Overview

Thrust is C++ template library (much like STL, the standard template library) that attempts to encapsulate the details the host-device interface on systems with a GPU or coprocessor, thus freeing the programmer from having to deal with these details. Originally developed as a front-end to CUDA, it currently supports several back-ends, including OpenMP. Today you're going to create a Thrust version of a program to compute π using a Monte-Carlo approach.

Setup

To begin, make sure your repository is up-to-date with

git fetch && git pull

and then change into the 10-thrust directory.

Examine the file pi_sequential.cc, including carefully reading the comments that explain what the program does. Notice that the main() function does little more than process the command line, gather random samples, and then compute and display the estimate of π. The genRandomSamples() function initializes the PRNG (pseudo-random number generator) and then calls genSamples() to generate random ordered pairs and count those that lie within the unit circle.

The steps below will lead you through the process of converting this program to use Thrust.

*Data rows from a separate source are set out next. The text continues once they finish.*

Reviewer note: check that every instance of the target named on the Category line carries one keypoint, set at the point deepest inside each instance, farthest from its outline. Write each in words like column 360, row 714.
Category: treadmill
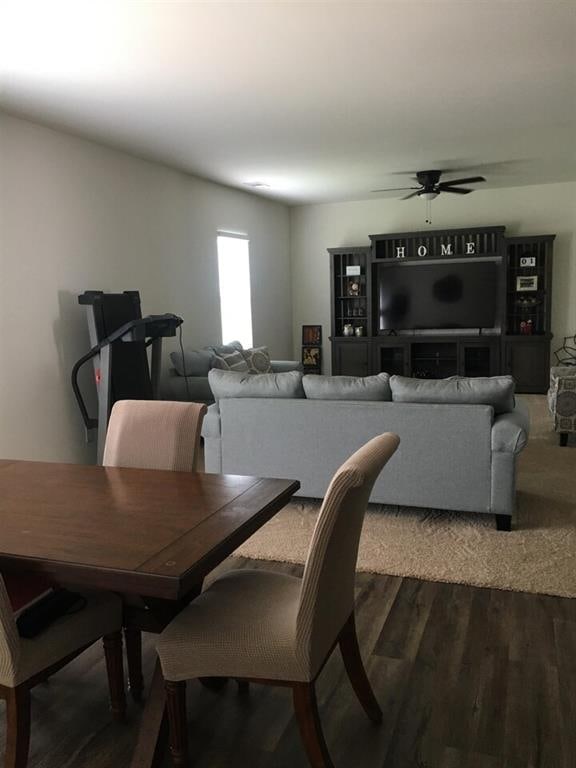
column 119, row 339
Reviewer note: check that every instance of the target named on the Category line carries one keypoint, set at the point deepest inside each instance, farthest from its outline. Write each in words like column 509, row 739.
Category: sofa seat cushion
column 347, row 387
column 497, row 391
column 227, row 384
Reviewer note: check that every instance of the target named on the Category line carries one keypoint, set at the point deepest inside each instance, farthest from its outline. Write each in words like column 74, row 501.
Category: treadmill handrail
column 89, row 422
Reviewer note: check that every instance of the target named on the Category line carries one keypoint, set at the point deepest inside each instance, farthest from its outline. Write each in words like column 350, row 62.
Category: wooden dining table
column 149, row 533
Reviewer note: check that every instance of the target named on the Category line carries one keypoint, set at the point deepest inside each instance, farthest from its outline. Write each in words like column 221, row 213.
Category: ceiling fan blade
column 456, row 190
column 471, row 180
column 394, row 189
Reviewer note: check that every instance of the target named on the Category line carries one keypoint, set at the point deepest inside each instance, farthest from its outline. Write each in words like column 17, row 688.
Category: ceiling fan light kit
column 430, row 186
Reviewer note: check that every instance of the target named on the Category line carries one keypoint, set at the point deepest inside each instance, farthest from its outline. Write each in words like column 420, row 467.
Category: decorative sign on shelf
column 446, row 249
column 440, row 244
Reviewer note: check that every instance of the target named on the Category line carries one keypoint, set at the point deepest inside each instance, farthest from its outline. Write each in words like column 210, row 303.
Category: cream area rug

We'll make multiple small changes and use the compiler to verify that our intermediate code compiles correctly after each change. It won't, however, produce correct results until the final step.

Convert to use NVIDIA CUDA compiler

Make a copy of the source code with

cp pi_sequential.cc pi_thrust.cu

and note that the file name extension is now .cu.

Edit the file and make the following changes:

In the comments at the top of the file:
- Change Sequential version to Thrust version.
- Change the $Smake: line to be
```
$Smake: nvcc -O2 -o %F %f wtime.c
```
- Change the usage statement to reflect the program name pi_thrust.

Replace the #include <gsl/gsl_rng.h> line with the lines

#include <thrust/host_vector.h>
#include <thrust/device_vector.h>
#include <thrust/transform_reduce.h>
#include <thrust/random.h>
#include <thrust/functional.h>

Remove all the code and comments for the genSamples() and genRandomSamples() functions.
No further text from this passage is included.